California law allows competitors to recruit each other’s employees — but not by any means

This column first addressed an employee’s duty of loyalty nine years ago, almost to the day. A recent ruling of San Diego’s division of the California court of appeal prompts this update.

Guild Mortgage Company LLC v. CrossCountry Mortgage LLC addressed claims by nationwide residential mortgage lender Guild Mortgage Company against a rival firm, CrossCountry Mortgage (CCM). Guild alleged CCM conspired with three Guild employees at Guild’s Kirkland, Wash. branch — while they were still Guild employees — to divert Guild loan business and employees to CCM.
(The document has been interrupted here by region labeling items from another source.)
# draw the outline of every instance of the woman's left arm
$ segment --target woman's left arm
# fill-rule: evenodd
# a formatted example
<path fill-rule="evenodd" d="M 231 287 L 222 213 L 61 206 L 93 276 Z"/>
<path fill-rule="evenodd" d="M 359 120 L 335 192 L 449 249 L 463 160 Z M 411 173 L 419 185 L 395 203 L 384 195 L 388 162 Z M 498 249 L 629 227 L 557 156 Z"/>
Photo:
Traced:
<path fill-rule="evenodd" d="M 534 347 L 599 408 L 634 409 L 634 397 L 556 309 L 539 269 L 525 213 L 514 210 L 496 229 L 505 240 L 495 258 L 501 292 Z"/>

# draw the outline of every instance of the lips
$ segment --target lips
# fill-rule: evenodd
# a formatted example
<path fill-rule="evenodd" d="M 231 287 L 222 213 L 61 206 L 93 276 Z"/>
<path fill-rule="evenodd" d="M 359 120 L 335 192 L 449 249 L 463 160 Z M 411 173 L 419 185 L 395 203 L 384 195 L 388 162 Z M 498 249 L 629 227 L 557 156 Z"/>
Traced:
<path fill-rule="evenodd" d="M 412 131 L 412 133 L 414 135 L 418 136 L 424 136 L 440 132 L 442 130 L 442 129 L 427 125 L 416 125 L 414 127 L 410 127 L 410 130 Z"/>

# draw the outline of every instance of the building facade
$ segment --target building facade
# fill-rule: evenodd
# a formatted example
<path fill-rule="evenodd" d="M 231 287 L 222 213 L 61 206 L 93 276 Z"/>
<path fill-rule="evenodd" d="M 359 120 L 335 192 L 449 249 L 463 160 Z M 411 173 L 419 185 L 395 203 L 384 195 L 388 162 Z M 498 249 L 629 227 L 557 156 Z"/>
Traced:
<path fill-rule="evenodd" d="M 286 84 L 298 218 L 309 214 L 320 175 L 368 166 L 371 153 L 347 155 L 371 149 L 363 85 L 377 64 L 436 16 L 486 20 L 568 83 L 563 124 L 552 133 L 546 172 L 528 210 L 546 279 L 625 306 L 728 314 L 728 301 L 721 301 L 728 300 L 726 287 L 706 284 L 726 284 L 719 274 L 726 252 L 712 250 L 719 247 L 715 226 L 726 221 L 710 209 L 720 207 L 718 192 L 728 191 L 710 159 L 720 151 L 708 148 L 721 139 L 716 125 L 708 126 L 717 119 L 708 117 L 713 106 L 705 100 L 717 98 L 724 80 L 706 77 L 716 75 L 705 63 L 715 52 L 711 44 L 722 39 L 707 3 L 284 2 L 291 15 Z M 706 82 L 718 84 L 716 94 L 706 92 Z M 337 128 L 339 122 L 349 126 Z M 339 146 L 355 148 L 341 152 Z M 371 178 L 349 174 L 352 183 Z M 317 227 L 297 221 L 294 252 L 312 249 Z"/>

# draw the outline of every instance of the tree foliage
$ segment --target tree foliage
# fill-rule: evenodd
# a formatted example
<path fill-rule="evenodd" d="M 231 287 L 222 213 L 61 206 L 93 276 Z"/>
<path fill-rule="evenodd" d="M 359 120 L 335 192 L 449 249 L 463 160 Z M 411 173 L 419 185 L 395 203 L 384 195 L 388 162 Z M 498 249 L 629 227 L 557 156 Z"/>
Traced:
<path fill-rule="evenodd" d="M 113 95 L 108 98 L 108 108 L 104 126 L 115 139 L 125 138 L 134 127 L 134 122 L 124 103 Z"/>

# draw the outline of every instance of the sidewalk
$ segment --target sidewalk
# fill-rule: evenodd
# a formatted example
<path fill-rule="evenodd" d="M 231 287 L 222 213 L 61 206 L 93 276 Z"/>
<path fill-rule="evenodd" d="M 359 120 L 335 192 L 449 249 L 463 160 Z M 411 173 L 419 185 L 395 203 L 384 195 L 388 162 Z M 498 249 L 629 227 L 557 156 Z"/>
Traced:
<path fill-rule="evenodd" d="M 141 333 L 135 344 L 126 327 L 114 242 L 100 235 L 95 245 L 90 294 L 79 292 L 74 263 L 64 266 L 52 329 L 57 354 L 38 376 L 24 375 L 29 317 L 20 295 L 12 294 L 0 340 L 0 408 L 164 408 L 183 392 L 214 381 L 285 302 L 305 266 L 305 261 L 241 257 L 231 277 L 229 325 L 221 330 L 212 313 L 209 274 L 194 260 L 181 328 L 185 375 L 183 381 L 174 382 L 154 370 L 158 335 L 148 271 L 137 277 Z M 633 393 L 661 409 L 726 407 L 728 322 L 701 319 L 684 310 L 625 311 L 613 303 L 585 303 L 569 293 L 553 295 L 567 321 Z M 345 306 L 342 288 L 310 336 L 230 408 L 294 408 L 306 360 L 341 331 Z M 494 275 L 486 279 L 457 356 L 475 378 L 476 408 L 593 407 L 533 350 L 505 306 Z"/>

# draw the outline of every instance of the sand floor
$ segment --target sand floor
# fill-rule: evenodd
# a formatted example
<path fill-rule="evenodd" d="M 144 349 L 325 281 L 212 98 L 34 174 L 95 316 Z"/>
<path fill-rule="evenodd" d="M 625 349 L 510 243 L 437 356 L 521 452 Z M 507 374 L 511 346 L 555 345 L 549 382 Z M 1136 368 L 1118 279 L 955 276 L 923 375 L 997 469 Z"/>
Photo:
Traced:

Guild further sought damages from CCM for conspiring with the employees to steal Guild trade secrets and other confidential information and to access Guild’s computer system to copy stored confidential information and use it to CCM’s competitive advantage.

Guild was awarded monetary relief from each of the three allegedly conspiring employees in arbitrations. Guild separately sued CCM in court while those arbitrations were pending.

CCM argued the three Guild employees owed no actionable duties to Guild, so CCM could not be liable for aiding and abetting any breach of duty. CCM further argued it could not be liable for interfering with Guild’s relationships with Guild employees and customers or for conspiring in the employees’ unauthorized conduct related to Guild’s computer systems because the heart of those claims was the employees’ misappropriation of trade secrets for which the California Uniform Trade Secrets Act (CUTSA) provided the only remedy.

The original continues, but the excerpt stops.